My former friend Terri wasn’t so forgiving. I wrote an essay recently about visiting her in the hospital after she was unexpectedly felled by a stealthy fast-growing cancer. The point was that she was healthy one day, and at death’s door the next—a fate which could befall any of us—including me. In fact it had befallen me. I even changed her name (except in one spot where I slipped up) but she considered this an unforgivable betrayal. She said I invaded her privacy, another concept that is foreign to me. Privacy? What is that? I apologized profusely but she refused to accept my apology and a mutual friend says she’ll never speak to me again.
I feel awful about it, but not bad enough to take down the essay. It’s still up on Snarky Senior—that’s what a terrible person I am.
The mutual friend, Angela, is still pissed at me because I never thanked her for throwing me a 75th birthday party.

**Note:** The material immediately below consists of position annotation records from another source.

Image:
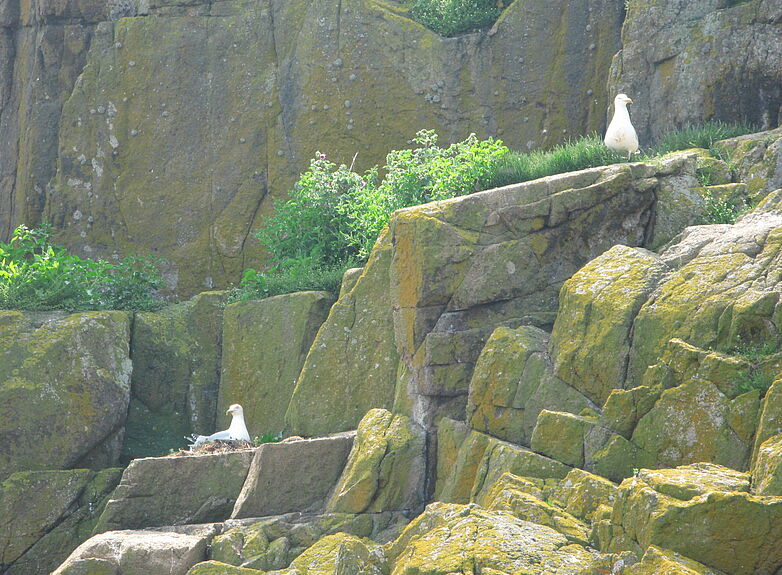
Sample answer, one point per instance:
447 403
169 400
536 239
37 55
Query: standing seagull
620 135
237 431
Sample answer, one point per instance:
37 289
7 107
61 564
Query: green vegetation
36 274
333 215
269 437
454 17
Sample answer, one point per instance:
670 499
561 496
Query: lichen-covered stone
175 490
137 552
450 538
582 494
513 382
767 471
293 475
273 543
341 554
64 389
176 361
46 514
386 468
657 561
591 339
228 159
352 364
482 460
731 531
692 423
757 160
507 495
265 343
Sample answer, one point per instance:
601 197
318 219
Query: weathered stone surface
136 553
352 364
46 514
513 382
227 157
449 538
691 423
386 469
757 159
511 494
582 494
591 340
265 343
293 476
64 389
717 60
338 554
732 531
273 543
176 363
767 471
482 460
656 561
159 491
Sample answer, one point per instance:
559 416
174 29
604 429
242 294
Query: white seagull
237 431
620 135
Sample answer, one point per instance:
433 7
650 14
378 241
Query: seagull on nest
237 431
620 135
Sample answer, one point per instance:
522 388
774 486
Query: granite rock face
685 62
64 389
311 76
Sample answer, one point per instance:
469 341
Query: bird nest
209 447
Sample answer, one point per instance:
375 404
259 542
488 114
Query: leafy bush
36 274
334 215
453 17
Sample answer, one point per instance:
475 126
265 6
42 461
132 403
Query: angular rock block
265 343
386 468
159 491
293 476
697 512
47 514
137 553
64 389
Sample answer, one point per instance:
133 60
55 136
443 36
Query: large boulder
386 469
165 552
704 513
265 343
717 59
450 538
176 362
64 389
47 514
293 476
513 382
320 73
157 491
274 542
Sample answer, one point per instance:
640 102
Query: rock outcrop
685 62
64 389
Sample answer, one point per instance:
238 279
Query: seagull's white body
620 135
237 431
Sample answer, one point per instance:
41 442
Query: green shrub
334 215
453 17
36 274
299 276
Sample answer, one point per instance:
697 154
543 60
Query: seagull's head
235 409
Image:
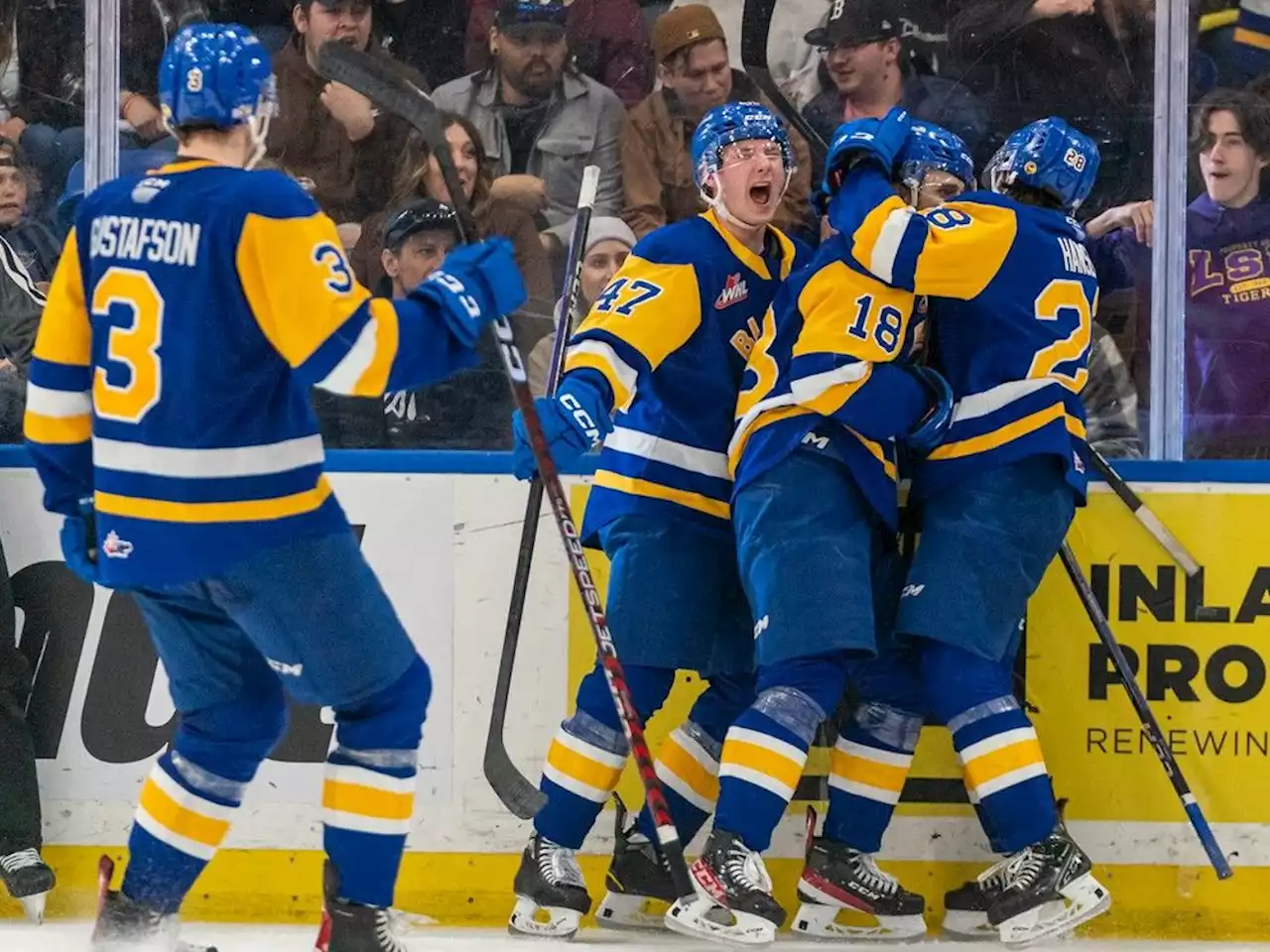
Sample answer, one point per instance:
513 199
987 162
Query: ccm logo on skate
286 670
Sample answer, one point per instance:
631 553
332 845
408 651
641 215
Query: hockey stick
517 792
756 22
1150 521
395 93
1150 725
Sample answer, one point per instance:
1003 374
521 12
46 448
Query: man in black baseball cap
417 238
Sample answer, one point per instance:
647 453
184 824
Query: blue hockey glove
476 285
575 420
929 431
879 140
79 540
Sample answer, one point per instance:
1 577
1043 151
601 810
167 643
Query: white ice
72 937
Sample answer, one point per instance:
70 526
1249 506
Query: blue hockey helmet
217 75
933 146
737 122
1049 157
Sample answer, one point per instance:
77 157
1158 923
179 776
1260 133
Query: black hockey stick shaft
1142 513
1150 725
756 23
395 93
512 787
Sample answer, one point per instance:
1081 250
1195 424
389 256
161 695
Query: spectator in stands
867 73
1089 61
606 39
1228 278
418 177
325 135
31 239
541 121
471 411
657 168
608 243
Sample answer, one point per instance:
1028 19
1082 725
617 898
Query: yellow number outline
136 347
1060 295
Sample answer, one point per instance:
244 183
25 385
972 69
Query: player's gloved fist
574 421
858 140
476 285
929 431
79 540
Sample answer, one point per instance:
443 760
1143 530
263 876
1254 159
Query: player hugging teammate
998 438
653 372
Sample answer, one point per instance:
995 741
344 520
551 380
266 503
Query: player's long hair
409 181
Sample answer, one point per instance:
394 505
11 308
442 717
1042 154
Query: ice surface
72 937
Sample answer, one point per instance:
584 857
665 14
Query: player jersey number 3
135 345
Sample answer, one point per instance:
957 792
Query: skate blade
1086 898
626 912
966 925
33 906
817 920
701 918
543 921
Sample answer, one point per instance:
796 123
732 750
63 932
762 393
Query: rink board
443 530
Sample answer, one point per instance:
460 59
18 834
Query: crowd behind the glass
535 90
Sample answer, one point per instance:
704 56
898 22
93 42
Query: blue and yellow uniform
671 335
191 311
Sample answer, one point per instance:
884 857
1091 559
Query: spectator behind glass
1089 61
31 239
866 73
325 135
697 76
471 411
608 244
606 37
540 119
418 176
1228 280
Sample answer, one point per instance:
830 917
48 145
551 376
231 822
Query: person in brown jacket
329 137
657 171
418 176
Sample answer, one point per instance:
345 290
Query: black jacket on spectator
1069 66
928 98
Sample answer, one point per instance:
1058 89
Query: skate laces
559 865
22 860
746 866
874 878
1023 869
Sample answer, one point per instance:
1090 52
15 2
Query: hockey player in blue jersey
1016 294
168 416
653 371
828 388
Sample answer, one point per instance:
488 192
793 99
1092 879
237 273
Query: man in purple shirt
1228 280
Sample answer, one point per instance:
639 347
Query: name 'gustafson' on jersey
671 334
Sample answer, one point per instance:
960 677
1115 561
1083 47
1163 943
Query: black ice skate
734 896
125 925
1049 890
966 906
550 893
349 927
638 881
30 880
838 878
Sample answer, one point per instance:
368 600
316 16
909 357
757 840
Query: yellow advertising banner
1201 648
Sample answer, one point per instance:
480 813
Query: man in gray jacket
540 119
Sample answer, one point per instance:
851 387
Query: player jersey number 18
135 345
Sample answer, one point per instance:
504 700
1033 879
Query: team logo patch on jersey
116 547
733 293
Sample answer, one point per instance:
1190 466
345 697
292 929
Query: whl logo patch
733 293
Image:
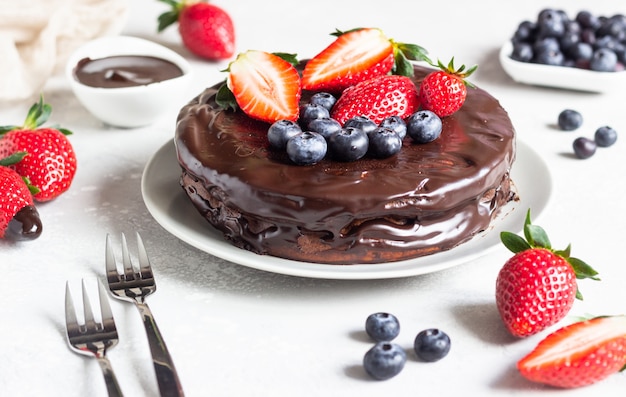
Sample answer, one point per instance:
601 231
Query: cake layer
426 199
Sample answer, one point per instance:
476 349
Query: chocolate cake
426 199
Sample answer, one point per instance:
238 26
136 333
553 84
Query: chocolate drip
25 225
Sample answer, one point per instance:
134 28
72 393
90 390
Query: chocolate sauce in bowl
120 71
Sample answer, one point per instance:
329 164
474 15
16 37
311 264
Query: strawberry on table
377 98
537 286
265 86
579 354
206 29
19 219
50 161
358 55
443 91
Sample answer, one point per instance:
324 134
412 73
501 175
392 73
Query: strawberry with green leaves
206 30
19 219
579 354
264 86
377 98
443 91
50 161
358 55
537 286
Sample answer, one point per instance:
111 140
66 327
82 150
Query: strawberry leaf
13 159
225 98
6 128
537 236
514 242
291 58
32 188
582 269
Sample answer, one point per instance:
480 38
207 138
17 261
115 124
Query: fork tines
142 275
91 337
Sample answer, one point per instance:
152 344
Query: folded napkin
37 36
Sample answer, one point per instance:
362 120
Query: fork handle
113 388
167 378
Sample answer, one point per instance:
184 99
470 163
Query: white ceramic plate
171 208
559 76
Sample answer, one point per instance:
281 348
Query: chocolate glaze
125 71
25 225
426 199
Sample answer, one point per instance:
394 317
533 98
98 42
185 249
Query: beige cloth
37 36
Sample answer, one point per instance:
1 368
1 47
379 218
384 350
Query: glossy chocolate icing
125 71
426 199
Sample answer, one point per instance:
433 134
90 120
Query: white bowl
128 107
560 76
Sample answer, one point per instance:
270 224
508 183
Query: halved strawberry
578 354
378 98
358 55
265 86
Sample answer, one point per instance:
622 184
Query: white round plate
171 208
560 76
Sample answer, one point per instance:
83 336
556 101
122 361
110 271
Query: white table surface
237 331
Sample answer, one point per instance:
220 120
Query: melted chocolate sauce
25 225
426 199
125 71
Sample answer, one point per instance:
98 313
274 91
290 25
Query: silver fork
134 286
93 338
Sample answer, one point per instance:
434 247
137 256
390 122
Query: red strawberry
443 91
50 162
377 98
265 86
206 30
19 219
358 55
537 287
579 354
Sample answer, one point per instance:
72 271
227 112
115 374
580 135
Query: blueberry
522 52
432 344
424 126
349 144
570 120
382 327
396 124
323 98
605 136
361 122
324 126
280 131
384 361
603 60
306 148
310 112
550 23
584 147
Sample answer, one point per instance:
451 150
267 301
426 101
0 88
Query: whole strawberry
579 354
443 91
206 30
19 219
50 161
377 98
537 287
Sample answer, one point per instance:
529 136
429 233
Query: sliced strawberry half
358 55
578 354
265 86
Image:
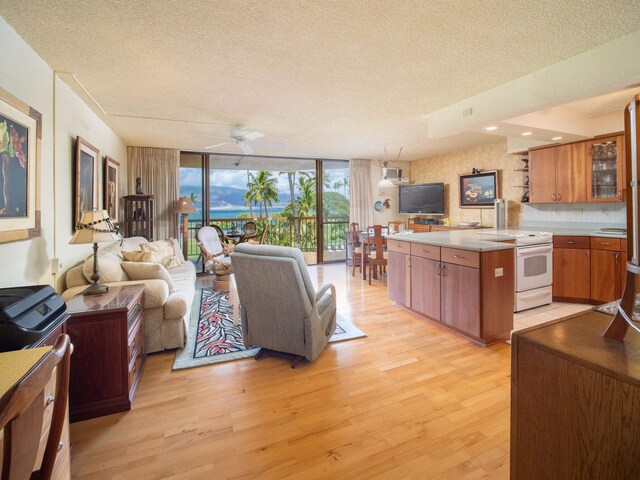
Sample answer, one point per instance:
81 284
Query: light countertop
462 239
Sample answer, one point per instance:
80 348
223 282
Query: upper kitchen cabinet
558 174
605 169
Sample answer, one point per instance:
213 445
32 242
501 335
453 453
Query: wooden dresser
575 401
107 332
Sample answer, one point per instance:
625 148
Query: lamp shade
94 227
184 205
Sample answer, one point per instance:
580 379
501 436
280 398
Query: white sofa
168 292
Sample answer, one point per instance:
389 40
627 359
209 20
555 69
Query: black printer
28 314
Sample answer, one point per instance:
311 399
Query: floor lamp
185 206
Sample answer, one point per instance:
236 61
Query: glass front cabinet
605 172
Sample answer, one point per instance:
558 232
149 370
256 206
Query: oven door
534 268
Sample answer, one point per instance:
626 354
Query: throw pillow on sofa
163 252
108 267
148 271
138 256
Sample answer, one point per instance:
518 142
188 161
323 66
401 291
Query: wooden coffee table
107 332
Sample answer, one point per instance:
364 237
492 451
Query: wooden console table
575 401
107 332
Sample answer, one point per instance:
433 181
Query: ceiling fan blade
216 145
267 143
246 148
253 135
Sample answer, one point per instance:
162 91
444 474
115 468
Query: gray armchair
281 311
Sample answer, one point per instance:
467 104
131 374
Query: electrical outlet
56 266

Among my other obnoxious qualities, I am terrible at observing social graces.
So now that I’m old, do I still care that I have a radioactive personality? YES I DO. Everyone is supposed to say that now that they’re old they do what they please and don’t care what people think. They lie. It’s hard to make new friends when you’re old—and harder when you can’t help but show contempt for people who play canasta.
I feel terrible about losing Terri. She was smart, funny and a writer like me—even though she never wrote about herself. I live in terror of losing more friends because I hardly have any left, what with death, distance and inadvertent insults. I keep trying to predict what will piss people off, but I rarely get it right.
As Popeye used to say, “I Yam What I Yam.” I’m too old to change, so if you appreciate my brand of snark and are ready to hear the truth, stick around.
If not, find yourself some polite, boring friends.
Right on Erika! Tell it like it is, people are phoney
Erica, I'm the same but despite being even older than you, I'm still trying not to piss people off. Oddly, it hasn't worked -- maybe folks are quicker to go to an angry place what with all the chaos and rage and disappointment in our public life. Still, I have a couple relatives who I'd like to see at my funeral, so I'm tiptoeing on eggshells.